There has, he believes, to be accountability on the part of parents. "if they're going to be involved in alcohol and drug abuse themselves, they can't expect their children to do otherwise.
Now based at the Cuan Mhuire branch in Athy, Co Kildare, he has been studying the drug problem in Dublin where methadone - which, he believes, should be a last resort - is used in response to heroin addiction. He believes drug-free treatment should be the first option and cites US studies which show that an addict had to be receiving methadone daily for four-and-a-half years in order to break a drug habit. Findings also showed that during the methadone treatment programme a high proportion of addicts continued to use alcohol and cannabis.
Methadone has now become a street drug so that like tranquilisers some years ago we have methadone coming from legal and illegal sources. It's a very serious situation, that parents, because they can't get to professionally operated detoxification facilities, are going out and buying methadone themselves in an effort to detoxify their own sons and daughters.

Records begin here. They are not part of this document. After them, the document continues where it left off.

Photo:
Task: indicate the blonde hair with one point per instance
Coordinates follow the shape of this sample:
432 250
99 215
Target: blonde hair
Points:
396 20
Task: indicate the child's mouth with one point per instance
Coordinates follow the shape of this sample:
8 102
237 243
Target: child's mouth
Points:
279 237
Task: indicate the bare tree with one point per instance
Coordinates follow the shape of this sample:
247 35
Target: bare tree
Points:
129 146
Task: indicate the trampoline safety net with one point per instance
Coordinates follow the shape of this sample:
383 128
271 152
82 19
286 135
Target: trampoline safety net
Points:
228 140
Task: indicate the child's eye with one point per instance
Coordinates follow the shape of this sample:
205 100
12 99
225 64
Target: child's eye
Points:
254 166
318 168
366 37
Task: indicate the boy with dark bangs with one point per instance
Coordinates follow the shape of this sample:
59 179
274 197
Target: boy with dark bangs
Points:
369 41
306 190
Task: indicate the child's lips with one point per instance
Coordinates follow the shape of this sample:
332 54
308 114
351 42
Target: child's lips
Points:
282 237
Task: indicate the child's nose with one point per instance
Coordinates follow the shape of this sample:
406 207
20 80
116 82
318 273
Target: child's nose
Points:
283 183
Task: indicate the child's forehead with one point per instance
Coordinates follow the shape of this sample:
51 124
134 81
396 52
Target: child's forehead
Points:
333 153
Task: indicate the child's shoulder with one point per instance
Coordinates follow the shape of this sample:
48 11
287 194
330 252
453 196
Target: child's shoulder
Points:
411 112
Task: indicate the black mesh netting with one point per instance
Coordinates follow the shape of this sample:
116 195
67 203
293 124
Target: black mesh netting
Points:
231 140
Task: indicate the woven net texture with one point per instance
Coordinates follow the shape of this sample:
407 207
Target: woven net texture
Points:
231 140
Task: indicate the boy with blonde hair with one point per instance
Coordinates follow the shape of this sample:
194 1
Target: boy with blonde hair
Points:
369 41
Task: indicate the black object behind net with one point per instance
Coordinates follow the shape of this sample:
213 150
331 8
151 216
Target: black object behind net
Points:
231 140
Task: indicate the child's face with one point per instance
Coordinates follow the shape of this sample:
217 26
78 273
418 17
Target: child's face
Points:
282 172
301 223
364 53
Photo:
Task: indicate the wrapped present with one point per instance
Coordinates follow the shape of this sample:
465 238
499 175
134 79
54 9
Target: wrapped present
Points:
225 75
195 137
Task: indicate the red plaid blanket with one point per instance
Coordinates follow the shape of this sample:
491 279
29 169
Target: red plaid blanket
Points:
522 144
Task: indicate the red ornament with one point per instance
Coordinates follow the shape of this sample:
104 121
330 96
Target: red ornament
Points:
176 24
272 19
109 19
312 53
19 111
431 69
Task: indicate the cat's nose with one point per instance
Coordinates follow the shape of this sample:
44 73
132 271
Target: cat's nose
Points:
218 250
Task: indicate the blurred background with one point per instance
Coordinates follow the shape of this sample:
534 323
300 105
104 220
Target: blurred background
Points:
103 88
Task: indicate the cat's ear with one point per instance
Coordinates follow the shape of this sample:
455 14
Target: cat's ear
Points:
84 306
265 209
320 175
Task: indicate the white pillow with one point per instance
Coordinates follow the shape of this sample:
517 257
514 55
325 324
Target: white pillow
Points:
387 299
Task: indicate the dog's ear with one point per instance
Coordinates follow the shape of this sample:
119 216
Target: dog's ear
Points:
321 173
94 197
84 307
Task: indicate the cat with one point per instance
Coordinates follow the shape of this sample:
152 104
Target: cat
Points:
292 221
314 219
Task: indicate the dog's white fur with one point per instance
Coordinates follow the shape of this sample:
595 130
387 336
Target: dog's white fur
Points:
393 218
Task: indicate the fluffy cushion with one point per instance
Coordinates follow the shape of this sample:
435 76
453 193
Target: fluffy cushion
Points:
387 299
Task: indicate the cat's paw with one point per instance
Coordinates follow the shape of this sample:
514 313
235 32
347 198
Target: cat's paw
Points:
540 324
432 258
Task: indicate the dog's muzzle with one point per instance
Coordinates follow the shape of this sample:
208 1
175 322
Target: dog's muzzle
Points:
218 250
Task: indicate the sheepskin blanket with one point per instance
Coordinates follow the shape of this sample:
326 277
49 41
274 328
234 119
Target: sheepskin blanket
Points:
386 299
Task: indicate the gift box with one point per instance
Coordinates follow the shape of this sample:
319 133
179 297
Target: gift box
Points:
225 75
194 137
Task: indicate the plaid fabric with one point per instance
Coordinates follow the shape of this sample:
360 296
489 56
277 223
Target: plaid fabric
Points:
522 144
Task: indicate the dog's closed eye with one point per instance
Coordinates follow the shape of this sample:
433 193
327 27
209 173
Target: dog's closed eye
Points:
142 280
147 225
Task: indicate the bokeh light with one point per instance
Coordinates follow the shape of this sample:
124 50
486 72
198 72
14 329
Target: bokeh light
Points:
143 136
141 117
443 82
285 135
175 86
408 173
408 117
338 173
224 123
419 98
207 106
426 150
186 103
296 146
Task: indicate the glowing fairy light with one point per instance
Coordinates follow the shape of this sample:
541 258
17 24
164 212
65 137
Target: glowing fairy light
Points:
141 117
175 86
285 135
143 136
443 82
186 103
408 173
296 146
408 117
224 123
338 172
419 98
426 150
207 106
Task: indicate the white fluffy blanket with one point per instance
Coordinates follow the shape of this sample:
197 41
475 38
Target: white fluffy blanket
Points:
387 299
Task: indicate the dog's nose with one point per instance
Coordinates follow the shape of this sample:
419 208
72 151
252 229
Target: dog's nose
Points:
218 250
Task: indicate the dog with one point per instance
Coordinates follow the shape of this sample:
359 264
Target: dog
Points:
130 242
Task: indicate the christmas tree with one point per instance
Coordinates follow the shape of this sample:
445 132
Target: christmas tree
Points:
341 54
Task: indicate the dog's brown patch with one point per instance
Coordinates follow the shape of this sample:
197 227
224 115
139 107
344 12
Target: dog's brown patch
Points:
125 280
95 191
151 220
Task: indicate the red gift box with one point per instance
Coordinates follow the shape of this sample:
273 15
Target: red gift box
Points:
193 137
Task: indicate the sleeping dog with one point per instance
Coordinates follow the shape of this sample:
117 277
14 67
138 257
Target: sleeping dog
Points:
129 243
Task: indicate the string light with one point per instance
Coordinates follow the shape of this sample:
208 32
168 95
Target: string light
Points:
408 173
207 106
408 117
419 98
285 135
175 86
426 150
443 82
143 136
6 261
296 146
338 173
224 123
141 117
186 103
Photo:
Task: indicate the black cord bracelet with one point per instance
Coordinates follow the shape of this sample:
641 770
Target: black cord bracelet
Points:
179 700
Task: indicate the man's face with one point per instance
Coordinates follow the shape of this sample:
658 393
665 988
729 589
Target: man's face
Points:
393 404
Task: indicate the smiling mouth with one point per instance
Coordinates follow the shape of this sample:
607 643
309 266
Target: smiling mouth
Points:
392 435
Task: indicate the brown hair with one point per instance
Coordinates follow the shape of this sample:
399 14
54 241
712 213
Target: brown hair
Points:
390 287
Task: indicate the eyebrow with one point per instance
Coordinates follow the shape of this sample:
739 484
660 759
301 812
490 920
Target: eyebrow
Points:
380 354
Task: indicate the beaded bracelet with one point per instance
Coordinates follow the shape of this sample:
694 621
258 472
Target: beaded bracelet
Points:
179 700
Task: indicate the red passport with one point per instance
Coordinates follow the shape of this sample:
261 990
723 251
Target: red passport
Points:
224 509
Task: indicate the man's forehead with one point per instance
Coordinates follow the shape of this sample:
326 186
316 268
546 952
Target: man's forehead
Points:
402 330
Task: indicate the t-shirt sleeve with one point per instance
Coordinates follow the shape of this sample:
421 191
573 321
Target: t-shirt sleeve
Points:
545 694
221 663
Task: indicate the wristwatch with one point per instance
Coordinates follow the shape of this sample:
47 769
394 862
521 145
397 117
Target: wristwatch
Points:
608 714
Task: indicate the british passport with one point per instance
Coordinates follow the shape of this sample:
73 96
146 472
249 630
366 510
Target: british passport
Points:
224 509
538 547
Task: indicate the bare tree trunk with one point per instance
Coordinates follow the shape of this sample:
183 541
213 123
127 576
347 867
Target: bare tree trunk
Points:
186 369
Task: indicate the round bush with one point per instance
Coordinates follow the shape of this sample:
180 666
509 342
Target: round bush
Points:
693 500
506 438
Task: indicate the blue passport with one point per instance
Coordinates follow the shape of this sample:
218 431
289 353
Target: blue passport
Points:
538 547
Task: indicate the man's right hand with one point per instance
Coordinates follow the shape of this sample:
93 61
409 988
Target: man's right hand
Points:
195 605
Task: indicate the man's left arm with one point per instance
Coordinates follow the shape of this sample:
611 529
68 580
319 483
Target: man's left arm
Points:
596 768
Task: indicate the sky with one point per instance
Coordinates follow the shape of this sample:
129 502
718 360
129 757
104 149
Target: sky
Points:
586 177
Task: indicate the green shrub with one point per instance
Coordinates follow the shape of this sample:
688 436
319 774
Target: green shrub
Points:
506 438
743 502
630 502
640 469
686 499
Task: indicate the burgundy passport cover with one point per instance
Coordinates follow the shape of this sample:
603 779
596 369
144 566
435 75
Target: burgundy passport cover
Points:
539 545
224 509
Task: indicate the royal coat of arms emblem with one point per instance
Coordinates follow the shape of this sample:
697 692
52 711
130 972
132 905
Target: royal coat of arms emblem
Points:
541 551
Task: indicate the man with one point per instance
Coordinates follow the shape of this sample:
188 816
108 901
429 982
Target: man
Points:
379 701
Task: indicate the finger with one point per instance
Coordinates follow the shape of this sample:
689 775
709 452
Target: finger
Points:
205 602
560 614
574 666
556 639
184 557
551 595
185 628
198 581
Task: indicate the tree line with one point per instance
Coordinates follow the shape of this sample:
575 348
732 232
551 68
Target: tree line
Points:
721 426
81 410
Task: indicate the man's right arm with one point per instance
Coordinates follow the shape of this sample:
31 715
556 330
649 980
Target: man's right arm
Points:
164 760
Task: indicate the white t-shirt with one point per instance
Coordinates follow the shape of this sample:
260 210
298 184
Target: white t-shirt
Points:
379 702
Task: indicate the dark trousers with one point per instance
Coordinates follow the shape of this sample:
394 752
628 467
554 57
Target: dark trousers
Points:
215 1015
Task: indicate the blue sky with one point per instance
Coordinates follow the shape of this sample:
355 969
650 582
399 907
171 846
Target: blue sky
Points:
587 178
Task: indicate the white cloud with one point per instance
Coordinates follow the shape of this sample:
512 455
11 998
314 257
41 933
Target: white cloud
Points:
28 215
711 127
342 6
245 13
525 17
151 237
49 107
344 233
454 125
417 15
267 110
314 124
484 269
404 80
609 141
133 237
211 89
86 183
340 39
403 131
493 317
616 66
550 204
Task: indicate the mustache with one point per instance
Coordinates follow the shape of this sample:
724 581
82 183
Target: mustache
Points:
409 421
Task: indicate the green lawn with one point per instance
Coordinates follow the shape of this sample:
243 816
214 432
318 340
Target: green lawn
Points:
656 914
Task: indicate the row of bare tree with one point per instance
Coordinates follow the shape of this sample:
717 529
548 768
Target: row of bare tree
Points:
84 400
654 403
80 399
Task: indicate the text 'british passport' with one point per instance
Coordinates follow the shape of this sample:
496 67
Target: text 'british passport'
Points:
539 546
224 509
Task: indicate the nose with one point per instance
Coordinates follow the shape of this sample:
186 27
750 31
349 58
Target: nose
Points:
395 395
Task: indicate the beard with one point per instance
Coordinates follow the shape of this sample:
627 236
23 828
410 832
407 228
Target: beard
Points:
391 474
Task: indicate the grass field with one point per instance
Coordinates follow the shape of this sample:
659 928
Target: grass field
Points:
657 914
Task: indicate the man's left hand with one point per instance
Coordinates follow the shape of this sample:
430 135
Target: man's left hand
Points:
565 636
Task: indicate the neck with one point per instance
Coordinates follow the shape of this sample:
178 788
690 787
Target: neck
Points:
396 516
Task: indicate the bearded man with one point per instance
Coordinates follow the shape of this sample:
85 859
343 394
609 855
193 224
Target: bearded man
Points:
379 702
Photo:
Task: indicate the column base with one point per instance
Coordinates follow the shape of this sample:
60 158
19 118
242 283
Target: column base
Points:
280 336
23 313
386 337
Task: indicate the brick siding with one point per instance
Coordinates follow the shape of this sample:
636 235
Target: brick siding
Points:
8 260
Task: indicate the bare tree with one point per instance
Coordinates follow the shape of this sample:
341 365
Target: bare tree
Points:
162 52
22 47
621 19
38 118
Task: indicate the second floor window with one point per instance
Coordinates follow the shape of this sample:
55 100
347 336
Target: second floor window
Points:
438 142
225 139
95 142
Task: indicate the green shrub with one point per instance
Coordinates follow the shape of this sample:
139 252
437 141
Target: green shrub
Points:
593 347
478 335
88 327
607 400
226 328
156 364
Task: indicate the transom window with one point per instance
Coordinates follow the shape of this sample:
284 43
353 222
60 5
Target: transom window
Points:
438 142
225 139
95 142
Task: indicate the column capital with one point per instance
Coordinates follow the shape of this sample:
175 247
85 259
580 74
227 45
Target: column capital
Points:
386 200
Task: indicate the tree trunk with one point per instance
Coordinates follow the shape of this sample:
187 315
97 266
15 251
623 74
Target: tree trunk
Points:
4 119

Dr ffrench-O'Carroll believes the Government should respond by providing a comprehensive programme for the whole country which would involve prevention programmes in primary and secondary schools and in the workplace and early intervention in communities where prevention has failed. Prevention and intervention need to be backed up by out-patient treatment facilities and rehabilitation in all communities throughout the country.
"It's going to cost money, but the money involved in the provision of these services is very small compared to the cost of the social implications of untreated addiction for the whole nation."
Because of the role alcohol plays in Irish society and culture and the spread of drugs, Dr ffrenchO'Carroll believes that it's a medico-social problem which demands a parallel response involving the Garda and the courts along with the medical and social services.
The Irish Drugs Epidemic by Michael ffrench-O'Carroll is published by The Collins Press, Cork, at £6.99.